The Jessica Lunsford Act Goes Into Effect Soon

By: Donna Davis
By: Donna Davis

A law that is supposed to make your child safer at school goes into effect in two weeks, and it will cost a bundle.

The Jessica Lunsford Act says anyone who comes on school property and contracts with the school must be fingerprinted. School officials say most districts probably won’t meet that deadline.

Sam Lewis says he feels better about sending his daughter Chelsea to school knowing the Jessica Lunsford Act is designed to keep sexual predators out.

“It lets the public know who is going to schools and makes parents feel safer.”

Jessica Lunsford was allegedly killed by a sex offender who did work at her school.

As of September 1, anyone who comes on school property from salespeople to construction workers must go through a background check.

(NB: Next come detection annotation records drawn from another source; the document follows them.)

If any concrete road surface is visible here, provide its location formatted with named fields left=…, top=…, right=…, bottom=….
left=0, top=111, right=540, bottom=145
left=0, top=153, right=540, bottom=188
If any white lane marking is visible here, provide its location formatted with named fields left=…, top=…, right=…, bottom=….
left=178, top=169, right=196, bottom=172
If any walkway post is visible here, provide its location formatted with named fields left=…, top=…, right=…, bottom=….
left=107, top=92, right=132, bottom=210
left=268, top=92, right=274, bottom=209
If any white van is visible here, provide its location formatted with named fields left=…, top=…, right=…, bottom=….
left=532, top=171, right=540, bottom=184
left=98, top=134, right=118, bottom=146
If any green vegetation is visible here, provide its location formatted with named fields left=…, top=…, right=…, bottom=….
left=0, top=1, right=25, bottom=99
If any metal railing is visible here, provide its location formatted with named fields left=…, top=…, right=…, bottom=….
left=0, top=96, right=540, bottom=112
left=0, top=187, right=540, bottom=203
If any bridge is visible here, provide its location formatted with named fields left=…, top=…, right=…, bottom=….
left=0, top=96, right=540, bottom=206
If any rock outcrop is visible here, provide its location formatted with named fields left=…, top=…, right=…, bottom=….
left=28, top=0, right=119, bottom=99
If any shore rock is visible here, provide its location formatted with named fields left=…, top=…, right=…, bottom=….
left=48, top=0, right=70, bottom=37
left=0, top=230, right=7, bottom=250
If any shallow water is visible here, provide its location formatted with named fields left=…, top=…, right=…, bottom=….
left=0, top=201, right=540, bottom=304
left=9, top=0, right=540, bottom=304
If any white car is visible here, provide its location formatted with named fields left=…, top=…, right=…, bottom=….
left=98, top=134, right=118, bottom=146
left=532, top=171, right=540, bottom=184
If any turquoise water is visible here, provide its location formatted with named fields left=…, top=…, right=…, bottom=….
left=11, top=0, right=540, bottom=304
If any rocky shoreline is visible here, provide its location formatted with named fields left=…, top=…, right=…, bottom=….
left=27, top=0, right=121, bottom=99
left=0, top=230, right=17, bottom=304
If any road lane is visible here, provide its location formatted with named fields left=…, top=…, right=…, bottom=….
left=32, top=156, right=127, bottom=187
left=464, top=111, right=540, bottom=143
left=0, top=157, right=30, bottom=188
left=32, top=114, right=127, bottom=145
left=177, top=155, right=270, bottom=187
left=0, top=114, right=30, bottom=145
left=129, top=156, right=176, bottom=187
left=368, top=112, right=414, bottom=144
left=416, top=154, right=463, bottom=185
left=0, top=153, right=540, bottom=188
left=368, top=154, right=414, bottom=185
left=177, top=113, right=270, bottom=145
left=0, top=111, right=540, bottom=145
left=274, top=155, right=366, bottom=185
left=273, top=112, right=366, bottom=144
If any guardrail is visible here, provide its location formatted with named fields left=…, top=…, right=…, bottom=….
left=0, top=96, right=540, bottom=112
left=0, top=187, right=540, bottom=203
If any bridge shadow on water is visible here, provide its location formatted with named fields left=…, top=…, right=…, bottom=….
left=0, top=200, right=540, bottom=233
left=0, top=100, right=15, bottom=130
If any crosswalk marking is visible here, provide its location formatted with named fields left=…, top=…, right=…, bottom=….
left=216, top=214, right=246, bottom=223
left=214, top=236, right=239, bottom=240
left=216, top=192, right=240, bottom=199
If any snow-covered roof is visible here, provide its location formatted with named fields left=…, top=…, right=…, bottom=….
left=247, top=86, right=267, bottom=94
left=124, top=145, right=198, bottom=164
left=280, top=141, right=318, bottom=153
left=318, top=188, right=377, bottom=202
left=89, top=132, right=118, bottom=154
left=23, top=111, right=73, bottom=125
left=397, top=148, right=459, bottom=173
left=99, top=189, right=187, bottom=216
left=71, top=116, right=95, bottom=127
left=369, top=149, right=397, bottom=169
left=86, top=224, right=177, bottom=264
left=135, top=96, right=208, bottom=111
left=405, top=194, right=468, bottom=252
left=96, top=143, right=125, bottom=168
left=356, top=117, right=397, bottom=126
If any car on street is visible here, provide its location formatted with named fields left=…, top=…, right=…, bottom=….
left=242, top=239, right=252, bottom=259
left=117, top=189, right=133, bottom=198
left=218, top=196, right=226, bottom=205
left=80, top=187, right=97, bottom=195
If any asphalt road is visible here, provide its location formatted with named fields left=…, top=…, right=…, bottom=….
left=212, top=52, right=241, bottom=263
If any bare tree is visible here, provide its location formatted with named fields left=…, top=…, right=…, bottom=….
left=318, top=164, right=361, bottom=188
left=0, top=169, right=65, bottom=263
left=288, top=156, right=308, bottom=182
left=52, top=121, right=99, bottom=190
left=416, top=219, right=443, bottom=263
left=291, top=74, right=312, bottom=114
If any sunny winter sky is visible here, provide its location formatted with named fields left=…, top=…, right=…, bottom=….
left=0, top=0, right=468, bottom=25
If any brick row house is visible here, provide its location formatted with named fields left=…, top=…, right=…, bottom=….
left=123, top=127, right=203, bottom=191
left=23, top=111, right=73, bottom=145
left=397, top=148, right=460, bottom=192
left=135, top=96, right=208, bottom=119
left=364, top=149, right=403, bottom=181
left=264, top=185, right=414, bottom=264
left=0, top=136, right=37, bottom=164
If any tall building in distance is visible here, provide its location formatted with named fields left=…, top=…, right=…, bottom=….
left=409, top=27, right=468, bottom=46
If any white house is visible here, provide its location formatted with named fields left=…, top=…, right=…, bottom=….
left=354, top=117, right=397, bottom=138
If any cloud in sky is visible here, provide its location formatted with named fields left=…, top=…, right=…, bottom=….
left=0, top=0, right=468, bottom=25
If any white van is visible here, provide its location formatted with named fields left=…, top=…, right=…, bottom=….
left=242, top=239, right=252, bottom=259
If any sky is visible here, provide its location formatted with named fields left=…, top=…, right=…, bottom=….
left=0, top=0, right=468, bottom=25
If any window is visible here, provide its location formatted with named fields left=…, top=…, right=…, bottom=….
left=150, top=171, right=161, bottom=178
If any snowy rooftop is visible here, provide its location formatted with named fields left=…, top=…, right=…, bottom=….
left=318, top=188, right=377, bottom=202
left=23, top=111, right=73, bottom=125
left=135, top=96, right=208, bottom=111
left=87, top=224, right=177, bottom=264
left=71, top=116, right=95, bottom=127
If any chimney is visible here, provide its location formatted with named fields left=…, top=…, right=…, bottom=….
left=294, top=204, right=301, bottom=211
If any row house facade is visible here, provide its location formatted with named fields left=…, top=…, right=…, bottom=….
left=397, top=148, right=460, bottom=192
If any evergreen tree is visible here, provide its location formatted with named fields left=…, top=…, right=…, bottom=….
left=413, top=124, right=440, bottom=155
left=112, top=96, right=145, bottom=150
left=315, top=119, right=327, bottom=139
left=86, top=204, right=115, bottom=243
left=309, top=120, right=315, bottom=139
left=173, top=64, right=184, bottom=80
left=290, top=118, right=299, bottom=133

Allen Douglas of the Association of General Contractors says the law goes too far by requiring more than a check against the sex offender list, and he says it’s not practical.

“You can have hundreds of people coming and going, delivery drivers, people delivering food. Logistically, it’s hard to keep track of everyone.”

School officials have heard the complaints and say the Legislature may have to make the law easier to implement. The other problem – time.

Wayne Blanton is President of the Florida School Board Association and says, “We’ll get it done; by September first, I doubt it.”

Blanton says the Florida Legislature may take up the issue in a special session.

The cost of the background checks required by the Lunsford Law is also an issue. Each background check costs anywhere from $65 to $80 and there will have to be thousands of them in order to comply with the new law.